Sebab “penerimaan Negara” mencakup seluruh uang masuk, termasuk hutang-hutang luar
negeri( yang ikut dicantumkan dalam APBN sebagai “penerimaan pembangunan” dan dengan
demikian ikut disahkan oleh DPR). Jadi berimbang sebenarnya defisit! Fungsional mempunyai arti
penerimaan pembangunan hanya boleh dipakai untuk proyek-proyek pembangunan.

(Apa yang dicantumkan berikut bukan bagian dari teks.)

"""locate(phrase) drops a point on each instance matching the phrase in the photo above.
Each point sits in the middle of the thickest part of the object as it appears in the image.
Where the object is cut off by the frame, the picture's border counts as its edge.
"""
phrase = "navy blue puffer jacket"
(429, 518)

Dinamis artinya
pembiayaan pembangunan dari sumber dalam negeri harus semakin besar dan ketergantungan dari
dana bantuan luar negeri semakin berkurang. (poin 2 dan 3 belum tercapai)
Dari kejadian krisis ekonomi 1997-1998 menjadi bukti masih rapuhnya kekuatan APBN kita
yang masih berketergantungan terhadap pinjaman LN sehingga menambah beban cicilan dan bunga
kita ketika rupiah terdepresiasi. Pada poin 2 dan 3 ini belum tercapai. Kenyataanya di Negara kita
menunjukkan keadaan defisit APBN yang cukup gawat. Adapun cara agar bisa menutupi defisit itu
ditempuh(dari T.Gilarso):
1. Menghemat pengeluaran rutin yang kurang perlu, meningkatkan efesiensi aparatur Negara serta
memperketat kontrol internal (termasuk pembasmian korupsi dan pemborosan)
2. Meningkatkan pendapatan Negara, khususnya dengan intensifikasi dan ekstensifikasi pajak tapi
perlu diwaspadainya akibat dari peningkatan pajak
3. Pengurangan subsidi pemerintah (BBG,BBM,TDL,dsb) tanpa membahayakan tercukupinya
kebutuhan utama masyarakat. Karena kebijakan tersebut akan berhadapan dengan politik dan
masyarakat.
4. Memfokuskan pembangunan
5. Pinjaman dalam negeri, dengan menjual obligasi Negara. Cara ini di Negara-negara maju adalah
yang paling biasa, meskipun bunga nya memberatkan.
6. Uang muka dari Bank Sentral, cara ini biasa dulu ditempuh yang mengakibatkan inflasi dengan
menambah jumlah uang beredar
7. Bantuan LN kalaupun ada yang memberi
8. Pinjaman LN, cara ini tidak ada bahaya inflasi, tetapi beban cicilan dan bunga pinjaman mungkin
berat sekali, syukur syukur ada rescheduling. (pinjaman LN positifnya bunga cicilannya rendah
dibandingkan pinjaman DN tapi intervensi LN-nya tinggi, sedangkan Pinjaman DN positifnya
intervensi asing rendah tapi bunga pinjamannya lebih tinggi dibandingkan dengan LN.